Olvida la alpaca blanca y se va en dirección a los cerros que resguardan la caleta. Floreana recoge el poncho, se lo cuelga sobre los hombros y se queda mirando a los pescadores. Debe dejarla tranquila. Constanza ha descubierto en sí misma el salvajismo de una forma de franqueza vivida por primera vez.

Yo también pillé a mi madre, aunque no fue tan brutal, piensa, mientras por una estrecha fisura de su mente se cuelan imágenes olvidadas. Cursaba uno de los últimos años de colegio y había una reunión con alumnos y apoderados en su curso. Cuando ésta terminó, Floreana caminó al paradero de buses, frustrada por la ausencia de su madre. Entre el colegio y el bus, en una esquina, se situaba un pequeño pub, tranquilo y oscuro, que ella ya no veía por el hábito de pasar cada día frente a él. Floreana nunca se ha explicado qué la impulsó a mirar para adentro. Allí estaba su madre, en una pequeña mesa, tomada de la mano con un hombre. Salió disparada, por el terror de que la hubiesen advertido. Su madre llegó al hogar casi a la misma hora que ella, como si viniera de la reunión. ¿Supuso que le guardarían las espaldas?

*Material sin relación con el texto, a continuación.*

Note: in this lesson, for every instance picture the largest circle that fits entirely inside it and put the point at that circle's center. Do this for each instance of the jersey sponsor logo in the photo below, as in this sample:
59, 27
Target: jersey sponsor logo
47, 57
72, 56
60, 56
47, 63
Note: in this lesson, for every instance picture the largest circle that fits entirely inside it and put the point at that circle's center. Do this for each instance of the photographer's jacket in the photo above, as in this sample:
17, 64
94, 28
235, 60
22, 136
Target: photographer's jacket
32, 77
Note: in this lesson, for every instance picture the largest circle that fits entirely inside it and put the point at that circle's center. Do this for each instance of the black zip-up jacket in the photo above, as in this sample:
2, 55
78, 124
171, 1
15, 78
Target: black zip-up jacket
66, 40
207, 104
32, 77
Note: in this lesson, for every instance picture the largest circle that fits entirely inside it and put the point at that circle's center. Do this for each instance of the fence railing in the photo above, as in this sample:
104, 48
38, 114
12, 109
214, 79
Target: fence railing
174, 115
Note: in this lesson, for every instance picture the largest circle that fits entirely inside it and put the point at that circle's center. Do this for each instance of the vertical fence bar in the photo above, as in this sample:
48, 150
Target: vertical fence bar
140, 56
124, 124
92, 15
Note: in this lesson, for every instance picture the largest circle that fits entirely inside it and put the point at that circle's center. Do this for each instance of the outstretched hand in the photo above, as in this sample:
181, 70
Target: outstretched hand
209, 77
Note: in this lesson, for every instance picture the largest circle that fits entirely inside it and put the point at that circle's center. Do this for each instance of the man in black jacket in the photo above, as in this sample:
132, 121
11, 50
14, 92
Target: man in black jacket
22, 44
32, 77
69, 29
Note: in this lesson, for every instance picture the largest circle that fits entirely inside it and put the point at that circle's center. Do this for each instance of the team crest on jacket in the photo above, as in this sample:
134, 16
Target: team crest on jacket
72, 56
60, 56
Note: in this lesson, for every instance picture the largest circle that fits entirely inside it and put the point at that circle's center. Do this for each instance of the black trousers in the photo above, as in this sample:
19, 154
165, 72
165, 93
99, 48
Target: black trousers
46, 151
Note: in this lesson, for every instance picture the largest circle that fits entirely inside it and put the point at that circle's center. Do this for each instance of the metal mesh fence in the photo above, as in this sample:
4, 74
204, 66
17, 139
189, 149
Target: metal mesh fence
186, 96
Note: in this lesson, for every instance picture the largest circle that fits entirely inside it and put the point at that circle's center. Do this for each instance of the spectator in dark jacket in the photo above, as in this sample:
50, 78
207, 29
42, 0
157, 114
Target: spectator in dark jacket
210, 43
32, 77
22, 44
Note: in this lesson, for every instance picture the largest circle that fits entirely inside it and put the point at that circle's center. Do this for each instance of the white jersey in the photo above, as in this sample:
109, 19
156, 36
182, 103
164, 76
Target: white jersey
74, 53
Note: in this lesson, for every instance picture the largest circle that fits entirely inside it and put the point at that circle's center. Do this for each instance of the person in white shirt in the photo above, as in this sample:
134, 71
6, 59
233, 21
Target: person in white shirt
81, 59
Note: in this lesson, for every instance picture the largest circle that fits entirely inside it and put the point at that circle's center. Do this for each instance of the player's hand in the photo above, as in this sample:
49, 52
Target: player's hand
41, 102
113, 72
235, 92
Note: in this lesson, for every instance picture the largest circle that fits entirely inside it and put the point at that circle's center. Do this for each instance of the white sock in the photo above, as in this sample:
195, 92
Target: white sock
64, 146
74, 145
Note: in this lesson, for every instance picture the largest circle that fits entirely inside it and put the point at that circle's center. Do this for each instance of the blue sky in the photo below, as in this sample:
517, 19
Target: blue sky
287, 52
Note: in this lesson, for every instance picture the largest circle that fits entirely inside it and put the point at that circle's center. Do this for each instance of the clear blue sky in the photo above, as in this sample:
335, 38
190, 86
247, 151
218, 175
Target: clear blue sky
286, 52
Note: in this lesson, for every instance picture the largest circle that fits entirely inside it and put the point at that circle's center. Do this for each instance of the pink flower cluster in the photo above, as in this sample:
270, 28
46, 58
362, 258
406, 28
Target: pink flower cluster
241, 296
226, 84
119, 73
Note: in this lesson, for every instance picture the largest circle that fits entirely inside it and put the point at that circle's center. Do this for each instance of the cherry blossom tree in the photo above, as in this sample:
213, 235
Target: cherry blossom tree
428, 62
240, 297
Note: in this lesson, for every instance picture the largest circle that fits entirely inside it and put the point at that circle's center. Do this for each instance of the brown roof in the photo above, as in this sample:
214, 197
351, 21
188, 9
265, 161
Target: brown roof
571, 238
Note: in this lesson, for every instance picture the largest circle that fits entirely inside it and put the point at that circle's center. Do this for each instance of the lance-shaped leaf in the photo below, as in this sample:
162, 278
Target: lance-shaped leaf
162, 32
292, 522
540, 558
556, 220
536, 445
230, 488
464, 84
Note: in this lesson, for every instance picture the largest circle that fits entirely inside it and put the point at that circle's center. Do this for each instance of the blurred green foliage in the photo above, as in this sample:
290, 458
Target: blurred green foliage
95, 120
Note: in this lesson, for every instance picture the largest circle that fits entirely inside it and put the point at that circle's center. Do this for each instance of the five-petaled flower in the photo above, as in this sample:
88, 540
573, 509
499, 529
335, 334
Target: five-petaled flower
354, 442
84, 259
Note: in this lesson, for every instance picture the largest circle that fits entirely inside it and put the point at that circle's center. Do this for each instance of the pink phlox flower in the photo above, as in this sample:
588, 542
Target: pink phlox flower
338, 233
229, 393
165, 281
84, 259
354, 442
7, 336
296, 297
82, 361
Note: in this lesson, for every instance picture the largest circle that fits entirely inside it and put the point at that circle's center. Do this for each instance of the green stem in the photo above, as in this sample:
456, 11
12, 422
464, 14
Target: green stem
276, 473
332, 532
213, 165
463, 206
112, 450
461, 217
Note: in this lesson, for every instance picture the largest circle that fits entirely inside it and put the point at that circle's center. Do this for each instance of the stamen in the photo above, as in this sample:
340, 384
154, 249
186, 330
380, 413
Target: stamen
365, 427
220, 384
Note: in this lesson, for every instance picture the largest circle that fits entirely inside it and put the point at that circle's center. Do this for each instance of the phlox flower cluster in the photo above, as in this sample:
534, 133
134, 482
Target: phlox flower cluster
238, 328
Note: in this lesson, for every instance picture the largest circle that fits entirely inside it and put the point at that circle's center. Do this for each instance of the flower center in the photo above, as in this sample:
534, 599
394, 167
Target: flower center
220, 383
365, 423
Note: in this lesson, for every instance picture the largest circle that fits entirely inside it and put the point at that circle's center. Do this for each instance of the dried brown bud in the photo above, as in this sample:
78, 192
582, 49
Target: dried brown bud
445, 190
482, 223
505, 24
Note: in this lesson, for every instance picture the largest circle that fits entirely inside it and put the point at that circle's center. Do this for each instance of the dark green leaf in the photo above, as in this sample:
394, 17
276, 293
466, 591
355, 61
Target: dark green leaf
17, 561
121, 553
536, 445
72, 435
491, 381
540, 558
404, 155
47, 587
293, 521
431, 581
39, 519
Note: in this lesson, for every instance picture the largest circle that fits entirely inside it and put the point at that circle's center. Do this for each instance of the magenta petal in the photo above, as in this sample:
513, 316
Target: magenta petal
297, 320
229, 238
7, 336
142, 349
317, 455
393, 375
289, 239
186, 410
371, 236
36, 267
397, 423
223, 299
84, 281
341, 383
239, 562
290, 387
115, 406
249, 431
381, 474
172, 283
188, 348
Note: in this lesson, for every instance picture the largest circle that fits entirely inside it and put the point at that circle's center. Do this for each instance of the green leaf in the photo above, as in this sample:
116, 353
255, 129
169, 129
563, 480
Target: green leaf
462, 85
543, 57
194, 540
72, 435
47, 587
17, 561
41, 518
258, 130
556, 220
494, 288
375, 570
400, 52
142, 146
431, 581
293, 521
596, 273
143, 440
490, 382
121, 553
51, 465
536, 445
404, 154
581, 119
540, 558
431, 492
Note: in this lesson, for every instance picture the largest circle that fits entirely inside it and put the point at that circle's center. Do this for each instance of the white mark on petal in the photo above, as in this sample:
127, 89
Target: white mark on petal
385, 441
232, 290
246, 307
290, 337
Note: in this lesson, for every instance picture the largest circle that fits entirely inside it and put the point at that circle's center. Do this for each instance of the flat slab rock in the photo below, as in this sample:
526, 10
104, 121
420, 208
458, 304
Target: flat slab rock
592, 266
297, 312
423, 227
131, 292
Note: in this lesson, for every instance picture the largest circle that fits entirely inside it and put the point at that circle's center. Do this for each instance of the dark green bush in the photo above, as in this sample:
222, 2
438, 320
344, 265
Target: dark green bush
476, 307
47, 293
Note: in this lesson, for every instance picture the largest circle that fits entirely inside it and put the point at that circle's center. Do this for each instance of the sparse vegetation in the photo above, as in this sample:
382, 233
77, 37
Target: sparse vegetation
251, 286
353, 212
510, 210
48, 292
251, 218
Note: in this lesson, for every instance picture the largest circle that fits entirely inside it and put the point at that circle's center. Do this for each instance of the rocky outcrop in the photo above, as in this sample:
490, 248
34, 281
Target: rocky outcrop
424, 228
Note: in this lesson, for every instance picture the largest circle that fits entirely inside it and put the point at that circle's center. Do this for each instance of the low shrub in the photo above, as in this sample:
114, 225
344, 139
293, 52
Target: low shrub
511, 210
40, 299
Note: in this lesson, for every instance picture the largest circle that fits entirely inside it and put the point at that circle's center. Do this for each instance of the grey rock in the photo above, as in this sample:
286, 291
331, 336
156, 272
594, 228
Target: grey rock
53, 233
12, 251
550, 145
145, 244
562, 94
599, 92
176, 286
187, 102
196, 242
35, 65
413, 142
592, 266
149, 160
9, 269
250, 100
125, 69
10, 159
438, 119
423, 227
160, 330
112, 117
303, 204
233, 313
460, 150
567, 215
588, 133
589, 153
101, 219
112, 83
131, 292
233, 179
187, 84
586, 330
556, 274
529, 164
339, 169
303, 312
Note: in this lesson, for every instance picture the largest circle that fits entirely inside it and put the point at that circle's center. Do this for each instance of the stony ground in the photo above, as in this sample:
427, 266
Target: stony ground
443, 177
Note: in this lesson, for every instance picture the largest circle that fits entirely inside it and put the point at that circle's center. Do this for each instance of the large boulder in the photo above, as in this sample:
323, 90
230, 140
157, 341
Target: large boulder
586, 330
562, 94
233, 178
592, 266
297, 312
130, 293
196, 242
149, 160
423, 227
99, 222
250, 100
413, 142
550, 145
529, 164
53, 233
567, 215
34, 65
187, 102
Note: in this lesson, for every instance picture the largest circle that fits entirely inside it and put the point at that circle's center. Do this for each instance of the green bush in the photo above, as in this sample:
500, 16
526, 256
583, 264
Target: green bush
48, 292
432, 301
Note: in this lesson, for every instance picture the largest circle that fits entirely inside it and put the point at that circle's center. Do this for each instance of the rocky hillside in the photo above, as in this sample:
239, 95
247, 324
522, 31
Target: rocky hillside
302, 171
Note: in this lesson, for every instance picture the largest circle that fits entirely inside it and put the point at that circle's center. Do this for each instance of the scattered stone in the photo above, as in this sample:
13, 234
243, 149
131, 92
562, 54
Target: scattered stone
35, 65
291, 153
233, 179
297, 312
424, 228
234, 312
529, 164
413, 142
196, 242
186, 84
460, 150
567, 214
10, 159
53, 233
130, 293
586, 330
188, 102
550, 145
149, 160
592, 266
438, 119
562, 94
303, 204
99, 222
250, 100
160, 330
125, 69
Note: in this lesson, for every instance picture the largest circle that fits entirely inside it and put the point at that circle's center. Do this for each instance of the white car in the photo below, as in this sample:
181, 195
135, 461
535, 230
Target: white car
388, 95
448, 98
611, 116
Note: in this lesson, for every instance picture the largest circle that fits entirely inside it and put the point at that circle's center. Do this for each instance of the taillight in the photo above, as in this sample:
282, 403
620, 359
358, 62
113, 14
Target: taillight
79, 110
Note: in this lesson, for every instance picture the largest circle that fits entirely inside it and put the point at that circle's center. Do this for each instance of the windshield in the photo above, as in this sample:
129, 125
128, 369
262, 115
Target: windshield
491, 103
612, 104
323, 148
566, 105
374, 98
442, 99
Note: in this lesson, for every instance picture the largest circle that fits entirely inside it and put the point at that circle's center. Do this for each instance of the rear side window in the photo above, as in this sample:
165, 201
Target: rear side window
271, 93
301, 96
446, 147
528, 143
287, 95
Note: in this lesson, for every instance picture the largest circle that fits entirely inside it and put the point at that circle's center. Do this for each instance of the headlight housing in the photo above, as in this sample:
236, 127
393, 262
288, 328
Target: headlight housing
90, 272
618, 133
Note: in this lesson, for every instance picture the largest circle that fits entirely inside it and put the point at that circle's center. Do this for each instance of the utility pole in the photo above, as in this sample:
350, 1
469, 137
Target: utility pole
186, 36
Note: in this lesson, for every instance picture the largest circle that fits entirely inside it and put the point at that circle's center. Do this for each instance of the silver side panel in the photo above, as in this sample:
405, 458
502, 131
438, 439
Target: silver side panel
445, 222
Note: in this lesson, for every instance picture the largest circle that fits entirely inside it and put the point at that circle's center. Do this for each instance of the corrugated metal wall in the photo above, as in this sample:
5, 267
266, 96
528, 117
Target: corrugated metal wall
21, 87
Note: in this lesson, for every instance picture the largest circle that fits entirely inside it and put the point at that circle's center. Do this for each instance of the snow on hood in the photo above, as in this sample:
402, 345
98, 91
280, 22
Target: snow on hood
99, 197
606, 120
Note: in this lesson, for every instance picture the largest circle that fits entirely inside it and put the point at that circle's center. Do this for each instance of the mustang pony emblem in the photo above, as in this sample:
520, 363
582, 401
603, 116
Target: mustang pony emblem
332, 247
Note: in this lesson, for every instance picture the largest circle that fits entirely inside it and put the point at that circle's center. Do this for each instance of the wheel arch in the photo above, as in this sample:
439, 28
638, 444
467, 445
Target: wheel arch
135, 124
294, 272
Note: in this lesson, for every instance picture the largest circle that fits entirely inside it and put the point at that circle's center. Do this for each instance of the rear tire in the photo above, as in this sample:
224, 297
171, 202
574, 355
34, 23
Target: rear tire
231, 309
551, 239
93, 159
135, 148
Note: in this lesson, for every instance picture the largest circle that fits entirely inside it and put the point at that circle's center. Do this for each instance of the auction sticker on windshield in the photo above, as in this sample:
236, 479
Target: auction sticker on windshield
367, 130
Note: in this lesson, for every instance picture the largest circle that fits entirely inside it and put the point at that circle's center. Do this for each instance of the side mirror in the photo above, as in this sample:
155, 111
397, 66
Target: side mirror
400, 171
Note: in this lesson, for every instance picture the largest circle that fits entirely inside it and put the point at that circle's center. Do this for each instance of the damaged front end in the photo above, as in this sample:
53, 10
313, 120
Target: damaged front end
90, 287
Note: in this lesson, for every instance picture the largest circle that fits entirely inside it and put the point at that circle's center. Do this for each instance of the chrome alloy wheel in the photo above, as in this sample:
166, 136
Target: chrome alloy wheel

Esa noche la alcanzó en su dormitorio y la vio frente al espejo del tocador, observándose minuciosamente. Ignoraba -era evidente- que su hija la había visto. Floreana la abrazó por la espalda y le preguntó qué ocurría.

– Me siento indigna.

Y no hubo más palabras.

Al día siguiente, a la hora de la siesta, Floreana presenció cómo se acurrucaba contra el cuerpo de su marido, que leía en el gran sofá del escritorio. Ella copiaba unas definiciones de la enciclopedia; pensó que su mamá dormía, pero al volverse vio que sus ojos estaban abiertos, fijos y grandes. Floreana recordaría siempre lo que detectó en esos ojos: miedo.

Caminando sola de vuelta de la caleta, siente cómo cada día el manto de la noche cubre tantas cicatrices en el Albergue. ¿No estará ella a tiempo de destapar sus propias espaldas?

13

– ¡Qué grupo de escépticas! -les dice Elena, ella que ha confiado en el amor justo y equilibrado-. Bueno, mujeres, yo me voy a la cama-sonríe, despidiéndolas luego de la sesión de Clásicos del Cine que han visto en televisión-. Pero, antes de retirarnos: ¿quién me va a acompañar mañana a la ceremonia con el ministro?

– ¡No cuentes conmigo! -se apresura Patricia-. Ya he cumplido con mi cuota después de la convivencia con el cura. ¿Sabías, Floreana, que cada tanto el cura llama a Elena para recordarle que somos sus feligresas? Alguna de sus mujeres será creyente, pues, señora, le dice. Y ella, para quedar bien con las estructuras, nos obliga a aparecer en la iglesia. ¡Y la última vez me tocó a mí, que soy completamente atea!

– Una plegaria no te hará mal -se ríe Elena.

– ¿Plegaria? Bonita palabra -ajusta, como siempre, la colorida ruana a su cuerpo-. No necesariamente debe ser para Dios, ¿verdad?

– No. Puedes someterte a un momento de humildad y pedir por algo. Por todas nosotras, por ejemplo.

Floreana se ofrece para acompañar a Elena al día siguiente. Constanza, aunque no simpatiza mucho con el actual gobierno, dice que también irá.

– Con dos me basta -dice Elena-. Y como Floreana y Constanza tuvieron la gentileza de ofrecerse, las demás se quedarán con las ganas. Les aviso que tienen preparado un curanto. ¡Ustedes se lo pierden!

Al llegar a la cabaña, encuentran el estar vacío; Toña y Angelita no están a la vista.

– ¡Qué raro! -comenta Constanza-. ¿Dónde se habrán metido?

– Deben estar de visita en otra cabaña, o habrán salido a caminar.

– ¿A esta hora, con tanto frío?

Floreana se dirige al baño, abriendo la puerta. Ve a Angelita desnuda dentro de la tina. Sus hermosos pechos sobresalen entre la espuma y el vapor mientras Toña, hincada en el suelo, le frota la espalda con delicadeza.